While they weren’t originally designed to be used in urban areas, vacuum bombs could be particularly lethal if shot into building complexes and other densely populated regions, he added.
“You can imagine if this is contained inside an enclosed space — nothing would survive inside that space,” Johnson said. “If you don’t die immediately, the pressure would rupture your internal organs. It’s really horrendous.”
How dangerous are these weapons?
Despite the horrifying destruction that thermobaric munitions can cause, there are no laws that ban their use in warfare, though they are widely condemned by nongovernmental organizations. The use of such weapons against civilians, however, is prohibited by the Geneva Conventions and could constitute war crimes.

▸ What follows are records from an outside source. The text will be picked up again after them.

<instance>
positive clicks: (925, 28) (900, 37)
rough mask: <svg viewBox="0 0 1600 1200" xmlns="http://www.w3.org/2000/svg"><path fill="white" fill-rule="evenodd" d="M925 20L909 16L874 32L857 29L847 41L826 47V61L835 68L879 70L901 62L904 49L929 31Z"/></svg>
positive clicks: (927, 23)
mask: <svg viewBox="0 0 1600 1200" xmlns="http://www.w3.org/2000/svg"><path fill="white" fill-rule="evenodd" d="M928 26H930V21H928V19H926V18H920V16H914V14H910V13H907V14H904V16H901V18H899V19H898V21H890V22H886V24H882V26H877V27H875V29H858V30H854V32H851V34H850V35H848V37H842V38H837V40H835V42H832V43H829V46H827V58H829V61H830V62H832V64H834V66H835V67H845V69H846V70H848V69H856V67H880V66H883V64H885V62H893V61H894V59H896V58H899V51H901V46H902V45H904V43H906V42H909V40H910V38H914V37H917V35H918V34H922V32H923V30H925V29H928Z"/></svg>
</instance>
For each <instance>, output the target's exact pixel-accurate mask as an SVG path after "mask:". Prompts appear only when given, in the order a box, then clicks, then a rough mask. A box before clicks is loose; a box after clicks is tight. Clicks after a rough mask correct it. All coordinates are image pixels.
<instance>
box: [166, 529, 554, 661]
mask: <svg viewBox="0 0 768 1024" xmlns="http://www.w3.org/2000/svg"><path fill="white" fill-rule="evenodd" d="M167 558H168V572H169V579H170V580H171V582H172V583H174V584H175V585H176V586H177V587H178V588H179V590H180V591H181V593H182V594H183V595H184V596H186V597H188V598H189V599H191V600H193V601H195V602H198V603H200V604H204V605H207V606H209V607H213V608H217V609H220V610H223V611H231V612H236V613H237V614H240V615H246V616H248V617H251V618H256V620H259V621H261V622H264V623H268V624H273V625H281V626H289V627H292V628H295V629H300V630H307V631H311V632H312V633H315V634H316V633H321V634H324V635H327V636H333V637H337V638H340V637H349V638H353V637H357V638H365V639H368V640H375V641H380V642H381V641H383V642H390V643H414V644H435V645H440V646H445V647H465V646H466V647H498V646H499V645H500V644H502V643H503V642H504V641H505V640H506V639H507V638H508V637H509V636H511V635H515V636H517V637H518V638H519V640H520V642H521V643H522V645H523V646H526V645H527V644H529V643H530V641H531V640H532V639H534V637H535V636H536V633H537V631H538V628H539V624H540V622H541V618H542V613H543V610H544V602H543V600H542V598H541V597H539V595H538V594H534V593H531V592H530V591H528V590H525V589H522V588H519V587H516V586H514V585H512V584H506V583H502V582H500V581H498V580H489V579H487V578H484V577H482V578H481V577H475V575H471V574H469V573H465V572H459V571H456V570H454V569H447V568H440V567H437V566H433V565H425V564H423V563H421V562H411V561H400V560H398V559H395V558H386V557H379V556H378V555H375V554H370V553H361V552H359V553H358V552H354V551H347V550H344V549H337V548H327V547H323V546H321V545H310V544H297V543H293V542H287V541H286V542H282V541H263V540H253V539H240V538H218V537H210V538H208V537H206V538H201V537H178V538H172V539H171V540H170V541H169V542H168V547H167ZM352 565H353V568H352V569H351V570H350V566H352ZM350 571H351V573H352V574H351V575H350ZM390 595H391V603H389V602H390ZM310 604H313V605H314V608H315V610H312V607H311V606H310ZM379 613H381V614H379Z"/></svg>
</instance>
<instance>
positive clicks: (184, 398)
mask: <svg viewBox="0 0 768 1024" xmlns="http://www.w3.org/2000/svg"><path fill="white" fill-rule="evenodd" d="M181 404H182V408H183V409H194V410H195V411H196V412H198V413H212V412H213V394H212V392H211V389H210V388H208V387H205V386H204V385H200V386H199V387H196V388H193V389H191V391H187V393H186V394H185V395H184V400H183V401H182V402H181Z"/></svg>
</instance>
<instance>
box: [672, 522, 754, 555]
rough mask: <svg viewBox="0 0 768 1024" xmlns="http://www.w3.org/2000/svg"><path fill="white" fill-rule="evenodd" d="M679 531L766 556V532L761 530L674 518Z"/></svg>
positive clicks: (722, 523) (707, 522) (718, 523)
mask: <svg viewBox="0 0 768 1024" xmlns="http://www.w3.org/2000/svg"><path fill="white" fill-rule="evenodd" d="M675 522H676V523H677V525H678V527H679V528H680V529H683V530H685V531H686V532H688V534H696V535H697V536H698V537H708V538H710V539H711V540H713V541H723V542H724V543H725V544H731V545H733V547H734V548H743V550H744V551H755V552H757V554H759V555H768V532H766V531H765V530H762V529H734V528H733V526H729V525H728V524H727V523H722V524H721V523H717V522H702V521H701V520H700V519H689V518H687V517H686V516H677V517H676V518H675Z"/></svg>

“It’s kind of like the neutron bomb: There was no prohibition against it, but everybody just realized how horrible it was and they didn’t want that,” Johnson said.
While it’s not clear if Russian forces have already used vacuum bombs in Ukraine, Johnson said he fears it’s only a matter of time.
“I have no doubt they will use them,” he said. “They have them there because these weapons have operational combat utility. At some point, the Russians are going to bump into something, whether it’s in one of the cities or a defensive position, and that will be their weapon of choice.”